Sweden’s U.N. ambassador, Olof Skoog, the current council president, said the future of sanctions is being discussed by council members.
“There is a promising diplomatic initiative” involving Eritrea and Djibouti, he said, adding that “there is a willingness to support the region in these efforts.”
“The Swedish point of view is that we need to be cautious not to set targets and benchmarks that hinder the current positive momentum, and instead really ensure that we allow Eritrea now to partake in the international arena and let peoples in the region enjoy the peace dividends. We believe that the council should seize this moment to firmly recognize peace and normalize the relations between the international community and Eritrea by deciding to review the sanctions regime as soon as possible.”

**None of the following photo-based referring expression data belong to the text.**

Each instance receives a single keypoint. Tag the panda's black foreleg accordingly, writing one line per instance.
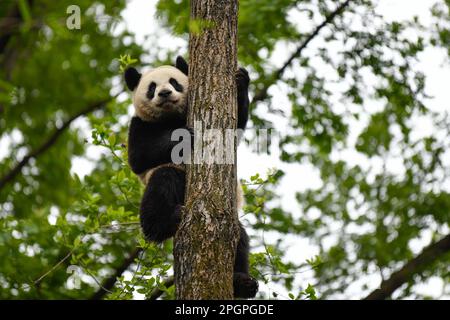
(160, 205)
(242, 82)
(244, 285)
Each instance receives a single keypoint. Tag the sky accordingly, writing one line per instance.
(139, 19)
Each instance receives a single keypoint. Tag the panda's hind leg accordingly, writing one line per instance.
(244, 285)
(160, 205)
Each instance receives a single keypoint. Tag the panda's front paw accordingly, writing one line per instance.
(244, 285)
(242, 79)
(191, 132)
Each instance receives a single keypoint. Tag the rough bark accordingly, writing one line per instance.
(206, 240)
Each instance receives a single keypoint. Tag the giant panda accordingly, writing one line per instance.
(160, 101)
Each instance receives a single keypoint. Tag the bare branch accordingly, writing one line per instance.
(109, 283)
(262, 93)
(430, 254)
(50, 141)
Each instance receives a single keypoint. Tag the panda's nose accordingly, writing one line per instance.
(164, 93)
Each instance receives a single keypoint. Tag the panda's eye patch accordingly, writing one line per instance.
(176, 85)
(151, 90)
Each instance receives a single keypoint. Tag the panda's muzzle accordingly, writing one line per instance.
(165, 93)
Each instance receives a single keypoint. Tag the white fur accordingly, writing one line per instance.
(152, 110)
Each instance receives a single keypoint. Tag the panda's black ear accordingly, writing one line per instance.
(182, 65)
(132, 78)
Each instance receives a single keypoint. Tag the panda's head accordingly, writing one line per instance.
(161, 92)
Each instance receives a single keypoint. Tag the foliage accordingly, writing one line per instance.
(63, 235)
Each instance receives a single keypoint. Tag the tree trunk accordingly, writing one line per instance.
(206, 239)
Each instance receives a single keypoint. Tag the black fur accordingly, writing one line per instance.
(132, 78)
(160, 205)
(149, 146)
(182, 65)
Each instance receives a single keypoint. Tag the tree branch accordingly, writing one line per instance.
(414, 266)
(156, 293)
(262, 93)
(109, 283)
(50, 141)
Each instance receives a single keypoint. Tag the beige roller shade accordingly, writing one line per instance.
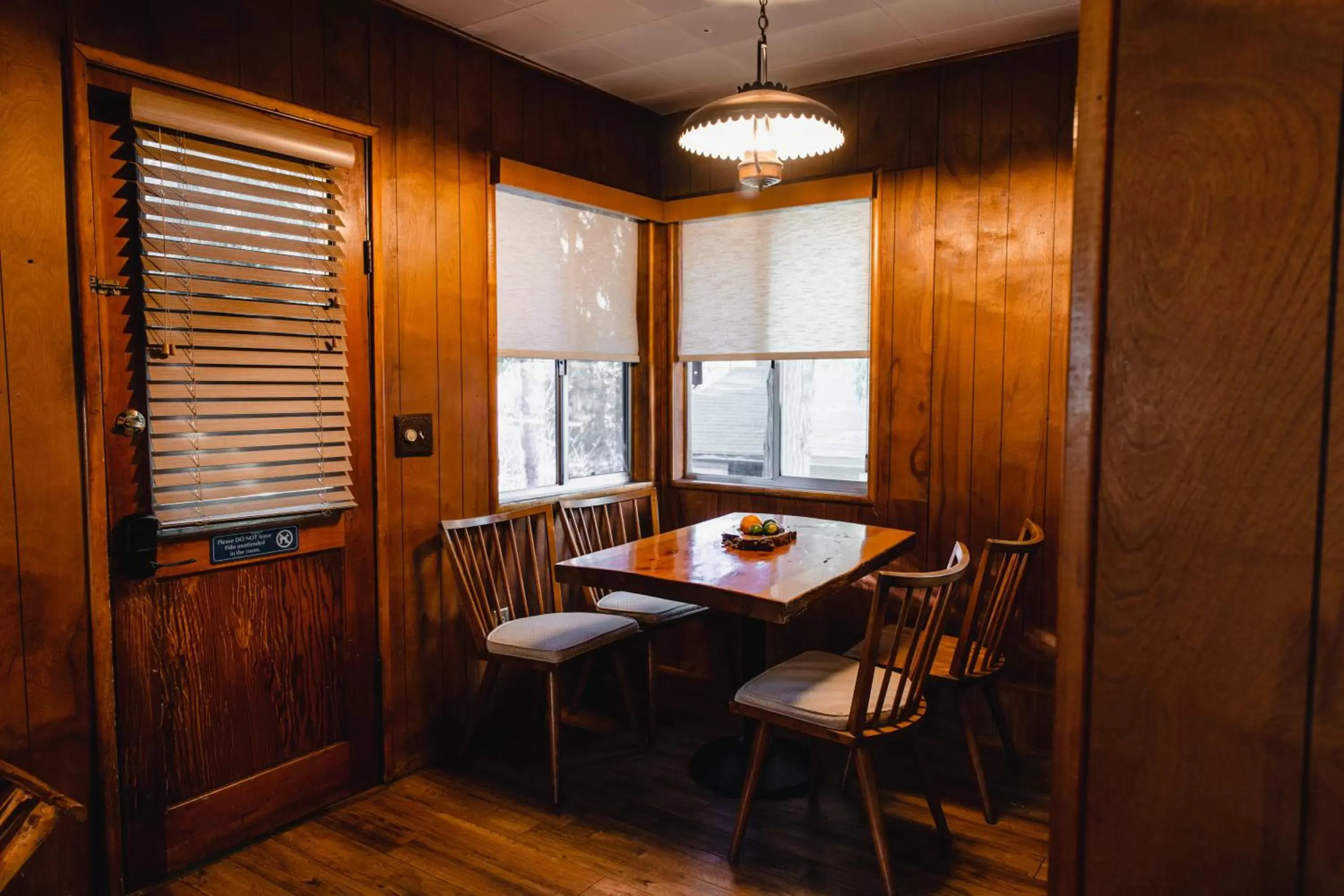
(244, 319)
(566, 280)
(789, 283)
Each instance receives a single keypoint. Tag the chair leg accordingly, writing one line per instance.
(873, 802)
(623, 680)
(553, 718)
(930, 792)
(654, 688)
(996, 710)
(581, 684)
(968, 727)
(758, 750)
(483, 699)
(815, 773)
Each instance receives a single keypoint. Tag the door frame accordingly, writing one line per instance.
(80, 60)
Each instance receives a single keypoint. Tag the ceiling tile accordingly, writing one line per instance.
(836, 37)
(461, 13)
(987, 34)
(651, 42)
(522, 33)
(663, 9)
(935, 17)
(590, 18)
(707, 68)
(582, 61)
(635, 84)
(904, 53)
(1022, 7)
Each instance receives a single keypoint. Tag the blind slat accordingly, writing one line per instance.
(244, 307)
(256, 472)
(272, 488)
(284, 505)
(265, 424)
(187, 357)
(203, 265)
(260, 187)
(214, 241)
(241, 441)
(230, 408)
(170, 374)
(162, 392)
(182, 319)
(256, 456)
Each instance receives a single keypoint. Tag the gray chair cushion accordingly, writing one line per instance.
(814, 687)
(644, 609)
(556, 637)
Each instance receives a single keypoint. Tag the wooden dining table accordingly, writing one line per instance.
(694, 564)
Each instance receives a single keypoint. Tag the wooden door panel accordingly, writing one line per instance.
(249, 668)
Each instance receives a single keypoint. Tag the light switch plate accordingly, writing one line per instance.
(414, 435)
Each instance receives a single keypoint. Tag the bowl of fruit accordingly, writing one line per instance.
(757, 534)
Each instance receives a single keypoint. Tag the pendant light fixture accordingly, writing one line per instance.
(762, 125)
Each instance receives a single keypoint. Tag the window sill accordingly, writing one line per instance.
(858, 496)
(566, 492)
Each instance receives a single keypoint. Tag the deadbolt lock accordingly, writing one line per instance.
(131, 422)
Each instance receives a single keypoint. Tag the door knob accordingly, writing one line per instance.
(131, 422)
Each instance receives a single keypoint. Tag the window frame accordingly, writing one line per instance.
(639, 375)
(784, 197)
(564, 484)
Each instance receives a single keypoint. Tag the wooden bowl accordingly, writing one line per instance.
(760, 542)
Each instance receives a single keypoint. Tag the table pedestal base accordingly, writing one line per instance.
(721, 766)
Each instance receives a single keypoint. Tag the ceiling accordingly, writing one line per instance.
(678, 54)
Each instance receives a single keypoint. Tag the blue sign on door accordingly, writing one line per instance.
(257, 543)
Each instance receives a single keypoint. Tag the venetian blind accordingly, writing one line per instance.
(245, 330)
(566, 280)
(791, 283)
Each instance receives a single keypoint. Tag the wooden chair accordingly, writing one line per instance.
(29, 813)
(974, 659)
(504, 564)
(859, 703)
(594, 524)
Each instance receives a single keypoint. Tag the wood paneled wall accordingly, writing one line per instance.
(1202, 704)
(441, 104)
(969, 349)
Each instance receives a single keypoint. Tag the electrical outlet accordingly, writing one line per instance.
(414, 435)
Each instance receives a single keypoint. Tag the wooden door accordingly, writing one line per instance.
(246, 688)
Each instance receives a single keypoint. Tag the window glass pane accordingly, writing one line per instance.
(824, 418)
(730, 418)
(594, 420)
(527, 424)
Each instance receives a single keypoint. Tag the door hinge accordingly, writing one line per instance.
(108, 287)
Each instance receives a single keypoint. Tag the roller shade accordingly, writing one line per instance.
(244, 328)
(783, 284)
(566, 280)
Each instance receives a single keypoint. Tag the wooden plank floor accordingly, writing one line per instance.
(635, 825)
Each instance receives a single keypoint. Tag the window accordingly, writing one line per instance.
(566, 285)
(775, 336)
(244, 318)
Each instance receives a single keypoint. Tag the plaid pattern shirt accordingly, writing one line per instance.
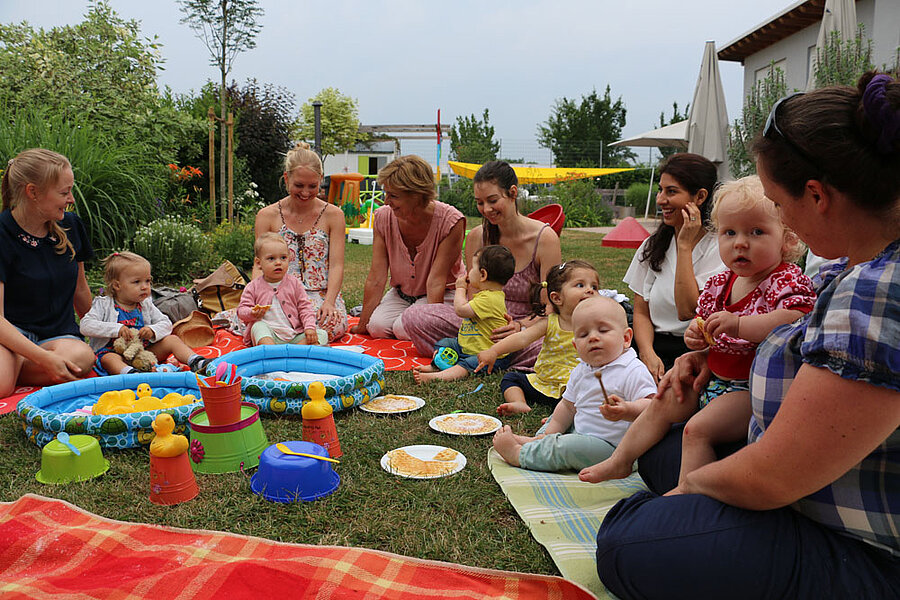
(853, 331)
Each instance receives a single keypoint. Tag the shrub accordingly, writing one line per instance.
(234, 242)
(636, 196)
(582, 203)
(176, 250)
(461, 195)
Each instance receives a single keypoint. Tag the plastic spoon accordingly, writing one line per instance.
(63, 438)
(287, 450)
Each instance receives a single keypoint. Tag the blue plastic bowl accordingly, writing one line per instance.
(287, 478)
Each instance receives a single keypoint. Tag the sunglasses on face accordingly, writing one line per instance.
(771, 128)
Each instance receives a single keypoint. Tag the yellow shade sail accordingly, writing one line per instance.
(538, 174)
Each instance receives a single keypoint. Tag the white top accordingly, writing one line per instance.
(626, 377)
(658, 289)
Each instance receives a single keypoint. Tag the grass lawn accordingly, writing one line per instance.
(463, 518)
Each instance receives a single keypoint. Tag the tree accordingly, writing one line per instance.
(578, 134)
(676, 117)
(227, 28)
(263, 116)
(340, 121)
(472, 140)
(757, 107)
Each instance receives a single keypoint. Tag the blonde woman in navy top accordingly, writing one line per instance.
(42, 254)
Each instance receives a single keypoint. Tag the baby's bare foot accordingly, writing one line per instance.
(507, 446)
(513, 408)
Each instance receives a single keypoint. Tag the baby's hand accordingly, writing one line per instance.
(615, 409)
(695, 337)
(722, 322)
(486, 359)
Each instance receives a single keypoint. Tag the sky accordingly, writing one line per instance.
(404, 59)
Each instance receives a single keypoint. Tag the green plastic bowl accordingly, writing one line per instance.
(61, 465)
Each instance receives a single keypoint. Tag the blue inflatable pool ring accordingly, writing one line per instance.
(445, 358)
(360, 377)
(51, 410)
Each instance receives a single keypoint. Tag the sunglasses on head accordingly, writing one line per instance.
(771, 128)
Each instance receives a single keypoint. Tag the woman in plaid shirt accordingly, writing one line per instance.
(810, 508)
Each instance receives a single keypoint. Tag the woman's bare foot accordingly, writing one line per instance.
(604, 471)
(513, 408)
(506, 444)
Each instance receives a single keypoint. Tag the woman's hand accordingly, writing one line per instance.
(654, 363)
(327, 315)
(59, 369)
(691, 226)
(690, 371)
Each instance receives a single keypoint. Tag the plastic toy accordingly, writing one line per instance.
(318, 421)
(360, 377)
(166, 444)
(119, 402)
(133, 352)
(171, 478)
(445, 358)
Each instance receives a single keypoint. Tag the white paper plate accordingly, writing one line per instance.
(439, 424)
(425, 452)
(419, 404)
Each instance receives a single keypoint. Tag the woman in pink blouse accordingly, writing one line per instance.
(418, 240)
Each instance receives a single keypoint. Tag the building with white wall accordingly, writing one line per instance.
(789, 39)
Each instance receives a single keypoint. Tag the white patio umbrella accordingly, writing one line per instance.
(708, 121)
(840, 16)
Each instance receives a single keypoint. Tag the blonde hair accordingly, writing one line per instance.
(746, 193)
(301, 155)
(263, 239)
(115, 263)
(42, 168)
(411, 174)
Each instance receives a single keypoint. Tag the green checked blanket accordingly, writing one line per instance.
(563, 514)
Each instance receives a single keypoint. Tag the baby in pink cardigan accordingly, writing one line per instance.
(276, 308)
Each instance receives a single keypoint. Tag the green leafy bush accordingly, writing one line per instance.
(582, 203)
(176, 250)
(115, 182)
(461, 195)
(636, 196)
(234, 242)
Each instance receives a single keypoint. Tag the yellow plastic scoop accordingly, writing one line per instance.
(287, 450)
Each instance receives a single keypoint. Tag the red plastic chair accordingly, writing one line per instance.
(552, 215)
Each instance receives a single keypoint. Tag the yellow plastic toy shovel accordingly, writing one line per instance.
(287, 450)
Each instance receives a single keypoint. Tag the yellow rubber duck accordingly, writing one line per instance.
(114, 402)
(165, 444)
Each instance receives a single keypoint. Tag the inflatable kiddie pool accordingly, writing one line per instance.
(51, 410)
(356, 377)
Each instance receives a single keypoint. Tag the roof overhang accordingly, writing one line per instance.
(792, 19)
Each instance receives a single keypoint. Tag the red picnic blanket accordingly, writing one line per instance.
(50, 548)
(398, 355)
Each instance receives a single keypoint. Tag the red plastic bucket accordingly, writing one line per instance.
(172, 480)
(222, 402)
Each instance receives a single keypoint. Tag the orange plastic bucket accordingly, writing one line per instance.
(172, 480)
(222, 402)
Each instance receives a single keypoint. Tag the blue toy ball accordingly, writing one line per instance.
(445, 358)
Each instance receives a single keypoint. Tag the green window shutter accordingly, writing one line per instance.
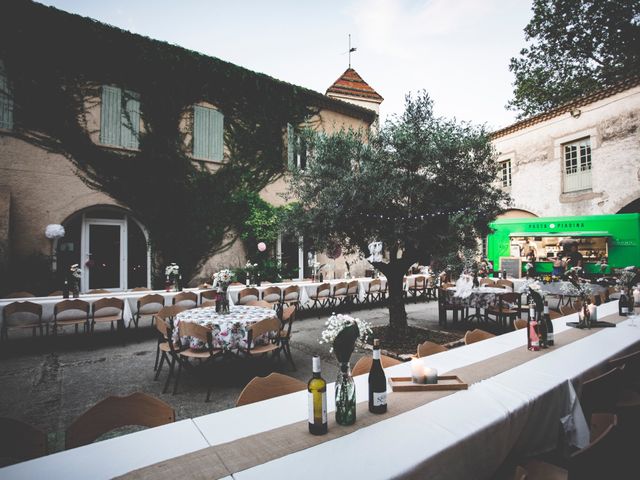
(291, 147)
(130, 124)
(6, 100)
(208, 133)
(111, 116)
(217, 135)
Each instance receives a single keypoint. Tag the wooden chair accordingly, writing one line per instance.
(429, 348)
(322, 297)
(571, 308)
(19, 295)
(599, 460)
(444, 306)
(286, 323)
(208, 295)
(507, 310)
(259, 303)
(600, 394)
(273, 385)
(261, 328)
(291, 296)
(148, 306)
(519, 323)
(373, 292)
(108, 306)
(272, 295)
(166, 314)
(477, 335)
(419, 287)
(205, 357)
(247, 295)
(363, 365)
(81, 316)
(20, 441)
(186, 299)
(487, 281)
(504, 284)
(339, 295)
(114, 412)
(27, 315)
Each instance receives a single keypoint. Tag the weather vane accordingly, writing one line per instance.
(350, 50)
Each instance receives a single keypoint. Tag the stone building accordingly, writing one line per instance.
(39, 187)
(582, 158)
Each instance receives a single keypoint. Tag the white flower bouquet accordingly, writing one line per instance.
(341, 333)
(223, 278)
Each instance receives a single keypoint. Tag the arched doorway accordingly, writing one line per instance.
(110, 246)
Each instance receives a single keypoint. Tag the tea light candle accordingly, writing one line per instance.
(417, 371)
(431, 374)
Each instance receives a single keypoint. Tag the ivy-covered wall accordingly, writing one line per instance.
(57, 64)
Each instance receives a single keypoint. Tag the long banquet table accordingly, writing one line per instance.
(466, 434)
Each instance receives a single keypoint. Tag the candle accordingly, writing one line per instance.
(431, 375)
(417, 371)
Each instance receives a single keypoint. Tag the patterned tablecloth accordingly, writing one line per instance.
(481, 297)
(229, 332)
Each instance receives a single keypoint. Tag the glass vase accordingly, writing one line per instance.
(345, 396)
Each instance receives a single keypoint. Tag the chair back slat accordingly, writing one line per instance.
(114, 412)
(429, 348)
(263, 326)
(364, 364)
(273, 385)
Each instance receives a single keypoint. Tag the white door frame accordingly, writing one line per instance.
(84, 249)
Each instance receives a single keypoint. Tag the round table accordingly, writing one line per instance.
(229, 332)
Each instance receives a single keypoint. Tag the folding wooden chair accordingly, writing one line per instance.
(114, 412)
(21, 315)
(273, 385)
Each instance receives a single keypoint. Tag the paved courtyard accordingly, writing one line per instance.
(49, 382)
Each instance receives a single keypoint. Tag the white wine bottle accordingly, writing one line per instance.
(317, 388)
(377, 383)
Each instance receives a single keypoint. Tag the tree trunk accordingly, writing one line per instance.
(394, 272)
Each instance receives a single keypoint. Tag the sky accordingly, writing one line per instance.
(456, 50)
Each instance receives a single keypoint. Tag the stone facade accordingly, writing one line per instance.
(610, 120)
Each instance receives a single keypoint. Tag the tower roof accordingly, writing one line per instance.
(351, 84)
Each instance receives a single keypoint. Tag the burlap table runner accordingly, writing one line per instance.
(222, 460)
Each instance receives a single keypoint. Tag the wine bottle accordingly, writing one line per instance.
(533, 341)
(623, 305)
(547, 318)
(377, 383)
(317, 388)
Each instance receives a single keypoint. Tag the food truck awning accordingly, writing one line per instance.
(560, 234)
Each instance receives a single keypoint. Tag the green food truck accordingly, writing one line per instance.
(614, 239)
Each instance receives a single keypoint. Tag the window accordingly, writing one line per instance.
(504, 173)
(577, 165)
(208, 133)
(297, 150)
(120, 118)
(6, 100)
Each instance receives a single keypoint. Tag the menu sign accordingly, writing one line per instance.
(513, 266)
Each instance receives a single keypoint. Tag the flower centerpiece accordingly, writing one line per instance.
(341, 333)
(76, 275)
(577, 287)
(221, 282)
(172, 273)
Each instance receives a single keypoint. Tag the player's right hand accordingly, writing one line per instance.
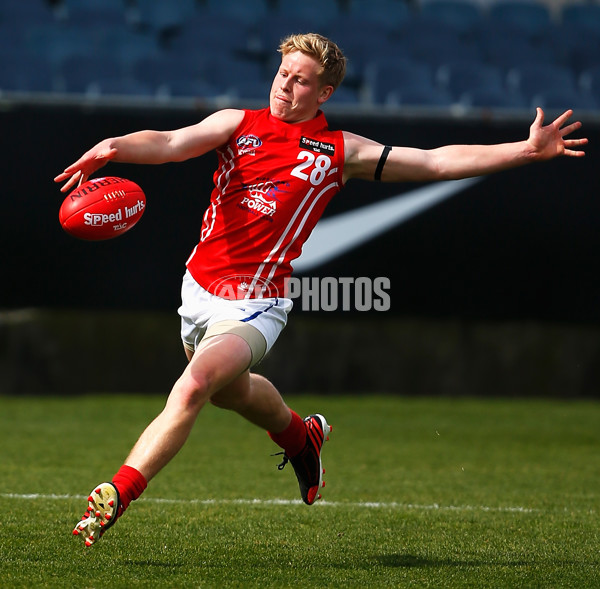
(85, 166)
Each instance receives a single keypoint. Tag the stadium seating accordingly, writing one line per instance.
(527, 16)
(557, 100)
(493, 98)
(439, 51)
(464, 77)
(463, 16)
(536, 80)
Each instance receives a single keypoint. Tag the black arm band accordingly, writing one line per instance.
(381, 163)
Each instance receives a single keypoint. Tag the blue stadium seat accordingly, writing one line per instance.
(233, 73)
(580, 47)
(163, 16)
(464, 16)
(250, 12)
(320, 14)
(505, 49)
(25, 73)
(529, 16)
(491, 98)
(125, 45)
(344, 95)
(394, 75)
(79, 71)
(557, 100)
(416, 96)
(21, 13)
(537, 80)
(190, 89)
(56, 42)
(461, 78)
(205, 32)
(157, 70)
(390, 13)
(255, 90)
(96, 5)
(89, 11)
(435, 43)
(275, 26)
(589, 83)
(582, 16)
(119, 86)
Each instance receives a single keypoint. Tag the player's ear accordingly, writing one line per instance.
(325, 94)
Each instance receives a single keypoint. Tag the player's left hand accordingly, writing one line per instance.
(549, 141)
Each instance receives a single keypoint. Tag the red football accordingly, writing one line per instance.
(102, 208)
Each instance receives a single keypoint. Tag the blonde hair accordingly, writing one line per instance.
(325, 51)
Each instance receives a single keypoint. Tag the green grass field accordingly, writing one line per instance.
(420, 493)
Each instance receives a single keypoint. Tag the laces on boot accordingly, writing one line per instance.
(285, 460)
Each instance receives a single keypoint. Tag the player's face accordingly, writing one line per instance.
(296, 93)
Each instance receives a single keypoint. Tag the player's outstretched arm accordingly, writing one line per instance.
(453, 162)
(154, 147)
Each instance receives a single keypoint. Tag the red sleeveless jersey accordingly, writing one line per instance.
(272, 185)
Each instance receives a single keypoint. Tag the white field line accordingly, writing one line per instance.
(336, 504)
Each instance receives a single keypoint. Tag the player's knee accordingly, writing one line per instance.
(233, 398)
(191, 392)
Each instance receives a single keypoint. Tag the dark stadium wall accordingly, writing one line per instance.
(489, 273)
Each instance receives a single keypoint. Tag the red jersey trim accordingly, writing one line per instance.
(272, 184)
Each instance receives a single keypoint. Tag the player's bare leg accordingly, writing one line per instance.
(256, 399)
(217, 362)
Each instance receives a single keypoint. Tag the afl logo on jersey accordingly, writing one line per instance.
(248, 144)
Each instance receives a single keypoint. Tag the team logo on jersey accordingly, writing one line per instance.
(248, 144)
(260, 199)
(317, 146)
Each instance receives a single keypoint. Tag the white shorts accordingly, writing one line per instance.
(205, 315)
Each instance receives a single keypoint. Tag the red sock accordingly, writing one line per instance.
(293, 438)
(130, 483)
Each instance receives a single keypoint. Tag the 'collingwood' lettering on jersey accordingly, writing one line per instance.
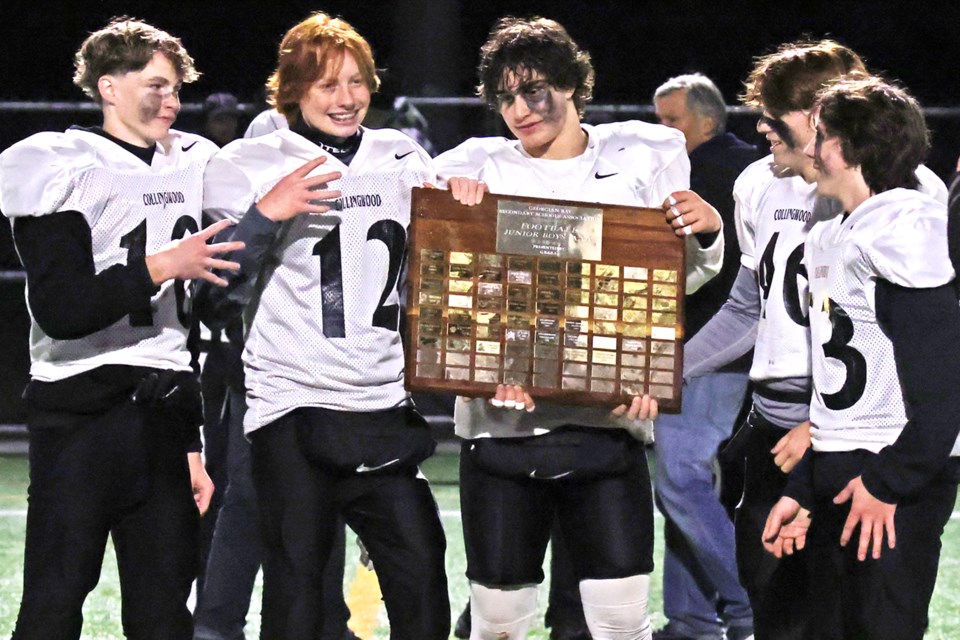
(800, 215)
(774, 216)
(163, 198)
(323, 329)
(132, 210)
(350, 202)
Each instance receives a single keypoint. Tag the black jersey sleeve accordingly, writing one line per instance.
(217, 306)
(68, 298)
(924, 326)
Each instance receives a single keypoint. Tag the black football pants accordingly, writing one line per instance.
(394, 514)
(123, 473)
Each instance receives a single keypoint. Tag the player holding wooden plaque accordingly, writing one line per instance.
(577, 302)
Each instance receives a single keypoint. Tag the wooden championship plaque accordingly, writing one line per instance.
(577, 302)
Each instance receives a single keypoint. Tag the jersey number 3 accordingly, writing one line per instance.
(394, 236)
(838, 348)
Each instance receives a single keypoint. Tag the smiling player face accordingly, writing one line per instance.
(788, 136)
(337, 102)
(142, 105)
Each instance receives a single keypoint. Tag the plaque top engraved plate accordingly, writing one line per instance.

The UK’s Permanent Representative to the United Nations, Karen Pierce, who will become President of the Security Council on Wednesday said “It’s something the Council needs to discuss. I think the developments are very positive. They’re very welcome, and at some point, that will need to be reflected in the coming months on sanctions. But the Council hasn’t had a full discussion of that yet, so it’s something we need to talk about.”
That sentiment was not shared by all members on the council.
Dutch deputy permanent representative to the United Nations Lise Gregoire-van Haaren said Monday that “all the criteria” should be examined when the international community conducts a review the sanctions against Eritrea.
“We have to look very closely at all the criteria in place for the sanctions regime on the basis of which we can decide whether to change them or not.”
Coincidentally, Ethiopia announced to the U.N. Security Council on Monday that to would work towards normalizing relations between Djibouti and Eritrea, both of which share a border with Ethiopia.
Takeda Alemu, Ethiopia’s envoy to the United Nations told the Security Council on Monday that his country would like to bring the leaders of two countries to the negotiating table.
“The Djibouti Foreign Minister was in Addis Ababa last week to deliver the message of President Guelleh to my Prime Minister and he was able to conduct very productive and useful discussions, both with our Prime Minister and his counterpart, our Foreign Minister,” Alemu said.
He added that “Ethiopia has expressed its readiness to do whatever is necessary to contribute to the normalization of relations between Eritrea and Djibouti and it is our firm commitment this is critical for peace and security in our region”.
Alemu credited Eritrea and Ethiopia’s dramatic rapprochement in recent weeks as the catalyst for the change in political dynamics in the region.
“It is downright impossible to deny that the politics of the Horn of Africa is in the process rapid change and with salutary implications. All this is the result of the rapprochement between Ethiopia and Eritrea which would have been thought to be inconceivable only a few months ago.”
In addition to President Ismail Omar Guelleh, there are reports that Kenyan President Uhuru Kenyatta is also planning travel to Asmara as IGAD members seek to normalize relations with Africa’s hermit kingdom. Eritrea walked out of the eight-country trade bloc in 2007 in protest of Ethiopia’s invasion into Somalia to fight Al-Shabaab and an IGAD report accusing Eritrea of supporting the militant extremists.
The tiny nation of Djibouti has emerged as the de-facto winner in the two-decade-long standoff between Ethiopia and Ethiopia, benefitting economically and through forming strategic security partnerships. However, as the winds of change blow in the Horn of Africa, many will be watching closely to see if this political tectonic shift will resolve the decades-long conflict between these East African neighbours.